Turbopfor 256 performs worse than Turbopfor 128

powturbo / TurboPFor-Integer-Compression

Fastest Integer Compression

GNU General Public License v2.0

770 stars 112 forks source link

Turbopfor 256 performs worse than Turbopfor 128 #101

Closed anson304 closed 1 year ago

anson304 commented 1 year ago

Hello,

I am using Turbopfor 256 and 128 for compression of posting lists, however, I'm finding that 256 performs worse than 128 when skip lists are enabled for the posting list of your index. Do you have any ideas why this might be the case?

powturbo commented 1 year ago

This can be the case depending on the distribution of the data. It's because of the block length 256 vs 128 integers and 128 is compressing allmost always better. However, the difference is normally negligible, 256 with avx2 is faster. See the gov2 inverted index benchmark in the README. You'll have better compression when the DocIds are sorted.

anson304 commented 1 year ago

Thanks for explanation, but I don't really get what you mean by "128 is compressing allmost always better" and how this relates to the block length. I see that the default block length for your index is 128 integers. Would you be able to explain in more detail?

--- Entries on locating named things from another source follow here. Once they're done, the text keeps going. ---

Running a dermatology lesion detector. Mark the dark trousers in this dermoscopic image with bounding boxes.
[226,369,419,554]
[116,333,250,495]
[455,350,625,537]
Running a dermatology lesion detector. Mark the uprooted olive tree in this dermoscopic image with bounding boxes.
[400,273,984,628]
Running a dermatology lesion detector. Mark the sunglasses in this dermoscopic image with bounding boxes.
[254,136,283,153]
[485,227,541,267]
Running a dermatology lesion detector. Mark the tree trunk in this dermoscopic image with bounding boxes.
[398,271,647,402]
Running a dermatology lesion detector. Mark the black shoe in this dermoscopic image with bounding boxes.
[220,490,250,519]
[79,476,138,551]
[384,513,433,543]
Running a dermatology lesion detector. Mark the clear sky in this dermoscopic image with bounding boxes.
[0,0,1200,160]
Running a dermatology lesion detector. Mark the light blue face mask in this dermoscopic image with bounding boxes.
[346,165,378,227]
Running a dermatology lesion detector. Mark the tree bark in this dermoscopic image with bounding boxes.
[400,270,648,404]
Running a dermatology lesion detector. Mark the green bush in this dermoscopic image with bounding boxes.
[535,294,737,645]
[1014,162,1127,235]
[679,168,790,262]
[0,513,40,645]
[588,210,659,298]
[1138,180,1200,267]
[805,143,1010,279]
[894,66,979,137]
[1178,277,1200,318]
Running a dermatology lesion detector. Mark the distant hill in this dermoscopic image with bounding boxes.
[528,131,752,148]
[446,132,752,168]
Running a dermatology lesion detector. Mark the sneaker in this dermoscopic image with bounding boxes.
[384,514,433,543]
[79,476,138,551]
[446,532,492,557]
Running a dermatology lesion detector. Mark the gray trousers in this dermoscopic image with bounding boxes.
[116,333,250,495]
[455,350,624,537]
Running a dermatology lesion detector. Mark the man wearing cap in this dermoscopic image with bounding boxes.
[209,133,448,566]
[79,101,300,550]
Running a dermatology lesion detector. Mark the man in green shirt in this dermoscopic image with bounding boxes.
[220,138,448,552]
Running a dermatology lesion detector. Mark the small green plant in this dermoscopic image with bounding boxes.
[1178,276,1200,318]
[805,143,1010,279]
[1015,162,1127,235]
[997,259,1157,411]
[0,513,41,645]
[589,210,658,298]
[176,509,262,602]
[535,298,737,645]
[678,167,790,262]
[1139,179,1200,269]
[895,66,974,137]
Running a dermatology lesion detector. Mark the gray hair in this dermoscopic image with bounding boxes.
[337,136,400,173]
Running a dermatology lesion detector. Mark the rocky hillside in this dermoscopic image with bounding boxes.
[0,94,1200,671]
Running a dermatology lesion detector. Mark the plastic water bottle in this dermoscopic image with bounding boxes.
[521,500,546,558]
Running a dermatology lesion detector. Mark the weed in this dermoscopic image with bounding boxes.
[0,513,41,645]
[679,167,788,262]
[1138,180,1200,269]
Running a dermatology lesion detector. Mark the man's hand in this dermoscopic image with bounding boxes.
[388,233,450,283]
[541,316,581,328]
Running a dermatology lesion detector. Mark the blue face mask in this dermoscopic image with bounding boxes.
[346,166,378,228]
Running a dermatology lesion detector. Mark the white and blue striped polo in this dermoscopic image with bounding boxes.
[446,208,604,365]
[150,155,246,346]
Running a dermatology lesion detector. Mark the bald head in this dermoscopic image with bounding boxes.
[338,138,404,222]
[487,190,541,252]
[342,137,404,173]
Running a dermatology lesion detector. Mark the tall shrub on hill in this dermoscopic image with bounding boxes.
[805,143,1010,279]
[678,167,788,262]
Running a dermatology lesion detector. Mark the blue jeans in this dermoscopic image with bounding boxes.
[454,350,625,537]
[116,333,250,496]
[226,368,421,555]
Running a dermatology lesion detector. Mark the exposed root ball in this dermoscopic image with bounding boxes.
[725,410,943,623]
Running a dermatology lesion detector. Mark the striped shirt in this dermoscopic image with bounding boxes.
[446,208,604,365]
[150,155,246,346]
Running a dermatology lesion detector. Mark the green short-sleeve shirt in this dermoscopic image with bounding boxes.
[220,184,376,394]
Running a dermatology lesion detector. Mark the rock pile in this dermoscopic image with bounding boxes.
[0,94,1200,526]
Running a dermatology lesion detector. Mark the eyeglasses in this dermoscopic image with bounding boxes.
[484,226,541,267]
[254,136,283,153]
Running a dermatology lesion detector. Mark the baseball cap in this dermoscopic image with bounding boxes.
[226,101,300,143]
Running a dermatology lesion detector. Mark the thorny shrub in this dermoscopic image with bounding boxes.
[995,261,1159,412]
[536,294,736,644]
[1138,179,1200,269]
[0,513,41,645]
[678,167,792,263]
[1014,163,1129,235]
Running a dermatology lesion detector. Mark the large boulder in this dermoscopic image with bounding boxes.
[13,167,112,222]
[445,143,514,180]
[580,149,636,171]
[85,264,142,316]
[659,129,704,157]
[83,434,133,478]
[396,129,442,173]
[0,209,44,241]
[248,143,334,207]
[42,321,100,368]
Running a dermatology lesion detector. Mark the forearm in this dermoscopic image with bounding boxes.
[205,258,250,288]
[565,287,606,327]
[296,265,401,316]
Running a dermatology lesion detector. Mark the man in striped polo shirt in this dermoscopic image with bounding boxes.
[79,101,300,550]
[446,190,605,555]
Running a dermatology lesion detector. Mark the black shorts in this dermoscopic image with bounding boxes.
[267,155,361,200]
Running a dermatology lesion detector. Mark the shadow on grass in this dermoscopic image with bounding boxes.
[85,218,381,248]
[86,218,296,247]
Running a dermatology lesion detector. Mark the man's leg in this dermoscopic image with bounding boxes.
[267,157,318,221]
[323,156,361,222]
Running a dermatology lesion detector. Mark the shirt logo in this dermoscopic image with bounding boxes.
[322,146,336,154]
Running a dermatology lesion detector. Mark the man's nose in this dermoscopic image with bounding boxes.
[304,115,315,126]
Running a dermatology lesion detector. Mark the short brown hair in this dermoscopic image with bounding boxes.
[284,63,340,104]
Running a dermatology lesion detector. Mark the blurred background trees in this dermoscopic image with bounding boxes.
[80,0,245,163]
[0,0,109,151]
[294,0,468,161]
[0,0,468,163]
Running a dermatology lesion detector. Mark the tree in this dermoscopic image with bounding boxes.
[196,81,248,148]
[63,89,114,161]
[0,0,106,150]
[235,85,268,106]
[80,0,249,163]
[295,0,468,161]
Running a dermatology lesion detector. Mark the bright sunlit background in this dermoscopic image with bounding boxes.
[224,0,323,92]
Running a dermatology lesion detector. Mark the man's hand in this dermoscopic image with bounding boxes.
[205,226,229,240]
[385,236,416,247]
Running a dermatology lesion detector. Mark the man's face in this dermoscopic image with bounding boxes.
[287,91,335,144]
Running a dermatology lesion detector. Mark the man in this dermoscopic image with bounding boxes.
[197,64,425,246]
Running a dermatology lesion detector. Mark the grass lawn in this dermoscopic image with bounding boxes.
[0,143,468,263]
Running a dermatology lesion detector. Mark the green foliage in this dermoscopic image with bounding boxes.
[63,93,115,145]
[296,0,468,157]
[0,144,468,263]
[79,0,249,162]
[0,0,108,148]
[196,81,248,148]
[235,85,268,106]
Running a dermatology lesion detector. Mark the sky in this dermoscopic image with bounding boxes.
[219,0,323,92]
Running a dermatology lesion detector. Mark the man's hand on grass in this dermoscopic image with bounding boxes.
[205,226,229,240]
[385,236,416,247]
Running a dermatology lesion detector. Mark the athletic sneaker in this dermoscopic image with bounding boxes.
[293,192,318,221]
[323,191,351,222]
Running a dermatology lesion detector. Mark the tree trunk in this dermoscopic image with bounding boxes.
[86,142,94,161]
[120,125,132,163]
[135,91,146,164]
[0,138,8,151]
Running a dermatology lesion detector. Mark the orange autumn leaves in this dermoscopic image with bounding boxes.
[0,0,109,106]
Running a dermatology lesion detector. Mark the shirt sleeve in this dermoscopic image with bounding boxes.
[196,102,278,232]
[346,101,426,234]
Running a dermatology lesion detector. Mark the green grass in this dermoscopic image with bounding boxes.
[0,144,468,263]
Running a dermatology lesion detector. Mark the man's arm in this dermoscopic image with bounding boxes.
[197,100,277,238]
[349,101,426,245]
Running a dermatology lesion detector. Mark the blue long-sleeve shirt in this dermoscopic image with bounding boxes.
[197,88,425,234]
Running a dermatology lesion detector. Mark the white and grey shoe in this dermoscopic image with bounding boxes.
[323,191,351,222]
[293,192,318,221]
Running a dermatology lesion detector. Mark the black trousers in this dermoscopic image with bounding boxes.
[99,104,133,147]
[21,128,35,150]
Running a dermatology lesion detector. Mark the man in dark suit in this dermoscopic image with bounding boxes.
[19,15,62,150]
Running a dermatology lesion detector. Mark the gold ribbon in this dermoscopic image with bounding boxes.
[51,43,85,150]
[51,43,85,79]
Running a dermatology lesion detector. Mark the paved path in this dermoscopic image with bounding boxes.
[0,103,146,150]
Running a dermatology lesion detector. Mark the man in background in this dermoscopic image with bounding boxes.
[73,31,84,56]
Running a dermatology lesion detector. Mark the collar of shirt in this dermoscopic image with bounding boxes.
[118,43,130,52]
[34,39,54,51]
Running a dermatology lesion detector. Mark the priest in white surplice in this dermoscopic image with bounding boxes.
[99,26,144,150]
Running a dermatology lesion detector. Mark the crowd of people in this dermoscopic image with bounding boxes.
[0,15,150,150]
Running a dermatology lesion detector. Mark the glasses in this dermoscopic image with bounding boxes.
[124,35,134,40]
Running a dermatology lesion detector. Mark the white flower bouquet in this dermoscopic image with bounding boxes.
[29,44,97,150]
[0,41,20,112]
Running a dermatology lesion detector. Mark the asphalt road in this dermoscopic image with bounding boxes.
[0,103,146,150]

I noticed in idxqry.c that you use p4d1dec128v32 as the default SIMD compressor instead of p4d1dec256v32, is this because p4d1dec128v32 is faster?

powturbo commented 1 year ago

Well, the TurboPFor SSE v128 functions are using a block length of 128 integers, whereas we have 256 integers/block in the AVX2 v256 functions.

.... is this because p4d1dec128v32 is faster? No, avx2 is always faster. The idx??? programs was written at the time when the avx2 functions were not available in TurboPFor. You can adapt the idx??? programs to use avx2 v256 instead of the sse v128 functions.

anson304 commented 1 year ago

I thought that v128 compresses 128 bits which is 32 integers (4 bytes each) at a time, and v256 compresses 64 integers at a time. Doesn't that mean that v256 can be used on blocks that contain 128 integers?

powturbo commented 1 year ago

Doesn't that mean that v256 can be used on blocks that contain 128 integers? Yes.

There are low level bitpacking (bitpackv128/bitpack256) functions compressing 32 (32 bits) integers at a time. Blocks with <32 integers must be compressed with the scalar functions.

The high level bitpacking (bitnpack128/bitnpack256) functions are compressing blocks with 128/256 integers using sse/avx2. You can pass arbitrary number of integers to these functions. The bit size for each 128/256 integers is automatically determined at encoding and stored in the output buffer.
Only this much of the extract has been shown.